The last Major Leaguer to win 300 games was Randy Johnson. The lefty did it in 2009, just as his elite contemporaries, Roger Clemens, Greg Maddux and Tom Glavine, had done in the years leading up to the Big Unit's landmark feat.

Since then? Not only crickets, but serious doubts that anyone will ever approach 300 again. But more on that later.

For now, let's focus more on 200 wins, which is probably the new 300 in an era in which 100 pitches in a game is a night's work and 200 innings in a season is a major accomplishment.

The win itself, as a statistic and certainly as a barometer for starting pitcher qualification for Cooperstown, is under fire from the sabermetric crowd as being virtually meaningless because it is often dependent on the performance of the rest of the club. But old-schoolers still have plenty of Hall votes, so victories still matter.

Enter Tim Hudson. Why? Because he's the latest Major Leaguer to reach the 200-win plateau, having done so on May 1 and having done so in style, hitting a home run in the process.

"It's a great accomplishment for anybody," Hudson said. "But honestly, I feel like it's something along the way, and I hope I can accomplish a lot more in this game. I feel like I can play for a while. I feel like I haven't missed a beat from 17 or 18 years ago. I'm just a little more crafty nowadays, and I definitely have more pop."

Hudson's career ERA of 3.45 is good -- likely good enough to warrant Hall consideration, even if he doesn't get another 100 wins under his belt.

Hudson's current winning percentage -- he's 201-107 after his no-decision on Tuesday night -- stands at .653. The only modern-day 200-game winners with a better career winning percentage are Whitey Ford (.690), Pedro Martinez (.687), Lefty Grove (.680), Christy Mathewson (.665), Roy Halladay (.663) and Clemens (.658).

"I still don't consider myself really worthy of being in those kinds of conversations," Hudson said. "But talk to me in five years, if I'm not in a wheelchair."
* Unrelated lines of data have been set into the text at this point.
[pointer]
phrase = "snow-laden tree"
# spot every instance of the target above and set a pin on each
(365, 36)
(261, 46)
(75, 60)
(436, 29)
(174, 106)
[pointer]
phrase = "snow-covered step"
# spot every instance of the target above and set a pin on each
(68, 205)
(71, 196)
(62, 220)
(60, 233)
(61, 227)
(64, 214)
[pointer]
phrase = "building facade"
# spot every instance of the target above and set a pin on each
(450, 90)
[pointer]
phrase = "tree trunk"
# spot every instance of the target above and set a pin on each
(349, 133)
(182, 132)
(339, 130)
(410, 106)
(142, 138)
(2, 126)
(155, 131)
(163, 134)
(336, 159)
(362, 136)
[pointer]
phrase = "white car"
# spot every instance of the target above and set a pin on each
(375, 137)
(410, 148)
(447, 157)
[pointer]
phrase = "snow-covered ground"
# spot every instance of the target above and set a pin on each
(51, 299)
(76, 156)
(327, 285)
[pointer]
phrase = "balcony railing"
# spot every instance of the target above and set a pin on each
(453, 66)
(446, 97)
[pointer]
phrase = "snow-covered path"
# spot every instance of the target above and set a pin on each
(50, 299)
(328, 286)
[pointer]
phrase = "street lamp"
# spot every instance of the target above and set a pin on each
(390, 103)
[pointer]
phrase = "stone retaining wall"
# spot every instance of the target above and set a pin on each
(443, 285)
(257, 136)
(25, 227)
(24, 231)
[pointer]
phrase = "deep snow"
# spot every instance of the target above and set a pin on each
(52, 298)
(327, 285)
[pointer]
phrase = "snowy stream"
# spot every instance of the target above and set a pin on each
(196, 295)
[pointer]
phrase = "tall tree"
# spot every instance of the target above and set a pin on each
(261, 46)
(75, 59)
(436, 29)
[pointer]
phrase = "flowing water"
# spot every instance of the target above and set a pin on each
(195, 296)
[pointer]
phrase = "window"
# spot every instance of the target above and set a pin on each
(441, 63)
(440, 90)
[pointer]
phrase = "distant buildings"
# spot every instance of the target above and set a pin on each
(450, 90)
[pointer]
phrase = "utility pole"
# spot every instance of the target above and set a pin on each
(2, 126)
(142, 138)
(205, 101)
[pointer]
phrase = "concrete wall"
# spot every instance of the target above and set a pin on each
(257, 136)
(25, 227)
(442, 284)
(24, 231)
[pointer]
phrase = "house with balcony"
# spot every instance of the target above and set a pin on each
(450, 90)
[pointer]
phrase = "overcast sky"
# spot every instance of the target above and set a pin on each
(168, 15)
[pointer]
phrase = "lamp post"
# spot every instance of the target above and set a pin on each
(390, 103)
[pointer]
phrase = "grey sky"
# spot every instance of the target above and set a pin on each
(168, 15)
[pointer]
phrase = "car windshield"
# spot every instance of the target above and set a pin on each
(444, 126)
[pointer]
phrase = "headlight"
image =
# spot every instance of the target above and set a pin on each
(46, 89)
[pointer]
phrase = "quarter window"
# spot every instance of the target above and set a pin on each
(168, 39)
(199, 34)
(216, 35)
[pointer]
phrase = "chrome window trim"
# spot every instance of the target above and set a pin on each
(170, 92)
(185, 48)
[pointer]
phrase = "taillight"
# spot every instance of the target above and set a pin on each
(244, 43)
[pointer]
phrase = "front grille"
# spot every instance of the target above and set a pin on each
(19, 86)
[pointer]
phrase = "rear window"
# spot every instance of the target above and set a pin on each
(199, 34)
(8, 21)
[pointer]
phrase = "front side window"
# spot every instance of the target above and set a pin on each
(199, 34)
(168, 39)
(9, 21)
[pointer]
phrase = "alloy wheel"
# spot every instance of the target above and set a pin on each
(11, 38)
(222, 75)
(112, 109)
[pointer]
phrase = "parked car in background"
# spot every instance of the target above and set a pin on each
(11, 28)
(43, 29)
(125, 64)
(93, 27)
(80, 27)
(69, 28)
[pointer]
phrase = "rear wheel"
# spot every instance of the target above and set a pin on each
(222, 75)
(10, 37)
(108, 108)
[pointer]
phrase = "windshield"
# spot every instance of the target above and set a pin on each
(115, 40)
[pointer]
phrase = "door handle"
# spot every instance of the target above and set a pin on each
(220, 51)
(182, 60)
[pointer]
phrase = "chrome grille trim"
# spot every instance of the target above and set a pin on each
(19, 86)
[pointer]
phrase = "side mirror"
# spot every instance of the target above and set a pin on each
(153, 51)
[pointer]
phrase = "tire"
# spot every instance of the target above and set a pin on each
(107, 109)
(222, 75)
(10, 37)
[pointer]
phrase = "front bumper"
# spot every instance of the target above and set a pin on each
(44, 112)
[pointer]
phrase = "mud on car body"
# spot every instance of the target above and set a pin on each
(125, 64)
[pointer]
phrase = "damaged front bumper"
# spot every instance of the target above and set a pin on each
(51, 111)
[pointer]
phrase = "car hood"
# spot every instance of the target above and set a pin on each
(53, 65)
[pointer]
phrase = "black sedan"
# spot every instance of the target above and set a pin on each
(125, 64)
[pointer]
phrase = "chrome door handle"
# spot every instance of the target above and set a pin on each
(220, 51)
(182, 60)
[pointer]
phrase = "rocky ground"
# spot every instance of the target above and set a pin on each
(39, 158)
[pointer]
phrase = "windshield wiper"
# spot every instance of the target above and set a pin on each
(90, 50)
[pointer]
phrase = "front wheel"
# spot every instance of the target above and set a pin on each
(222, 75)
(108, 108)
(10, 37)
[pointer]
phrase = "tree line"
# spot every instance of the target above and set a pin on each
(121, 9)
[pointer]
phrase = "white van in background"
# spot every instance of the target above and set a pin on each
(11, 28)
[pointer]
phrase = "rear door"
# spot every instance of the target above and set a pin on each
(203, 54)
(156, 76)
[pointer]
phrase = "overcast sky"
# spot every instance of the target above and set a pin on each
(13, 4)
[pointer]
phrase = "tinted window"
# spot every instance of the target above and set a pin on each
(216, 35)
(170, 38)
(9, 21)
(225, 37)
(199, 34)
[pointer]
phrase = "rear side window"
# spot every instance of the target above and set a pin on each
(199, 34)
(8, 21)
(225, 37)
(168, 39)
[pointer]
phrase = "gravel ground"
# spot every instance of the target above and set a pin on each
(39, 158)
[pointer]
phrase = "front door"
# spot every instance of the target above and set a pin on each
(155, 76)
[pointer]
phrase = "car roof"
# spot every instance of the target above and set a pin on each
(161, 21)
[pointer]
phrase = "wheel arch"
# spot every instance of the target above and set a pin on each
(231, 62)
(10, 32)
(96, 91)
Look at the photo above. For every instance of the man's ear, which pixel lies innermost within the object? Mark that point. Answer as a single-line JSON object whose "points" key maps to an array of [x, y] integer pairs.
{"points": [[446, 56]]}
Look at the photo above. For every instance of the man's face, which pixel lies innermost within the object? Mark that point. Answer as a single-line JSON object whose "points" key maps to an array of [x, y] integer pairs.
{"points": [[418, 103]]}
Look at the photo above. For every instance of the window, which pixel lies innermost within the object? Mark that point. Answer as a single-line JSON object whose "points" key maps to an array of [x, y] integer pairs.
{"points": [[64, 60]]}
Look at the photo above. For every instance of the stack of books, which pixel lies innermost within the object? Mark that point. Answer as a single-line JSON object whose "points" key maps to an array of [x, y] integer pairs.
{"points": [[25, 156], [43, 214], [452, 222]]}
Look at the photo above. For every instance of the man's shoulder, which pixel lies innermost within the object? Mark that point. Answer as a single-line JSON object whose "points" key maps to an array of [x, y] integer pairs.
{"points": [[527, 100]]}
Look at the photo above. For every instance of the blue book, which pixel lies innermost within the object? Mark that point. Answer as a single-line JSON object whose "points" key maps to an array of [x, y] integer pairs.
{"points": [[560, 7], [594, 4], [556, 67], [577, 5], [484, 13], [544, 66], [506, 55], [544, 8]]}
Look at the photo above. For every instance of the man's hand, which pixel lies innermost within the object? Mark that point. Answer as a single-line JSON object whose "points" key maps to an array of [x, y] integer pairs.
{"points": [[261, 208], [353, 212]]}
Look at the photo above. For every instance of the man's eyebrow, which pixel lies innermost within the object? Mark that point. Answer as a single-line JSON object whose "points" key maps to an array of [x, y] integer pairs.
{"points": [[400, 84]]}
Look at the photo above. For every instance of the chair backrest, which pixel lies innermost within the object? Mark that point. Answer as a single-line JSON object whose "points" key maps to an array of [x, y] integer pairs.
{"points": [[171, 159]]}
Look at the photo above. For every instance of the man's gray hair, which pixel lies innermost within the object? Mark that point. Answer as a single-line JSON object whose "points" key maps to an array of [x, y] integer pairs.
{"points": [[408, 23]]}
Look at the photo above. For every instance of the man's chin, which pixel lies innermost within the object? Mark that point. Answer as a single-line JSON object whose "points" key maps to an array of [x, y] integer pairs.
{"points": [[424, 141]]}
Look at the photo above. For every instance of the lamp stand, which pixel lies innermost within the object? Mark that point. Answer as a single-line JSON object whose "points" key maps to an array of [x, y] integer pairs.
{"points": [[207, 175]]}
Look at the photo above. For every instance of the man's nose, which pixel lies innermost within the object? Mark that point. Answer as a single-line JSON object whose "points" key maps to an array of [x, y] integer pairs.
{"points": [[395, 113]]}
So Hudson has an argument. Martinez (219 wins, 2.93 ERA, three Cy Young Awards, 3,154 strikeouts in 2,827 1/3 innings) is a shoo-in for Cooperstown. Halladay has a good chance. Mike Mussina has a great case for the Hall of Fame because he won 270 games to go along with a 3.68 career ERA. Andy Pettitte, who's still pitching, has 249 career wins and was a key member of five World Series championship teams. And Curt Schilling (216 wins, 3.46 ERA, 11-2 with a 2.23 ERA in the postseason) had a promising first go-around in Hall voting in 2013, garnering 38.8 percent.

The thinking is evolving along with the game, just in time for CC Sabathia.

Sabathia, the Yankees left-hander, will likely become the 111th pitcher in Major League history to notch career win No. 200. He has 195 right now. His 33rd birthday isn't until July, and he's averaged 15.9 wins a season prior to this year (he's 4-3 so far). That means he's got an outside shot at 300.

Mark Buehrle of the Toronto Blue Jays is 34 years old and has 175 career wins, so 200 is a good possibility. Derek Lowe has 176, but he's primarily a reliever now, he's 40 years old and he was designated for assignment by Texas on Monday.

The pitcher with the next-best chance for 300, let alone 200, might be the Tigers' Justin Verlander, who already has 128 wins at the age of 30.

Verlander has said he wants to reach the number, and the right-hander has proven over the course of his already stellar, maturing career that it's usually unwise to doubt him when he sets his mind to something.

There's Seattle's Felix Hernandez of the Mariners, who's 27 and has 103 victories. And there's the Dodgers' Clayton Kershaw, who turned 25 in March and already has 66 wins.

So take it from Hudson -- 200 might not be 300, but it's pretty good, and in this day and age, it's getting better and better. It might even be good enough for Cooperstown.

That's why when Hernandez got his 100th win, after four tries, he immediately started thinking about, well, the next hundred.

"One hundred wins in the big leagues," he said. "Hopefully I can get more and more."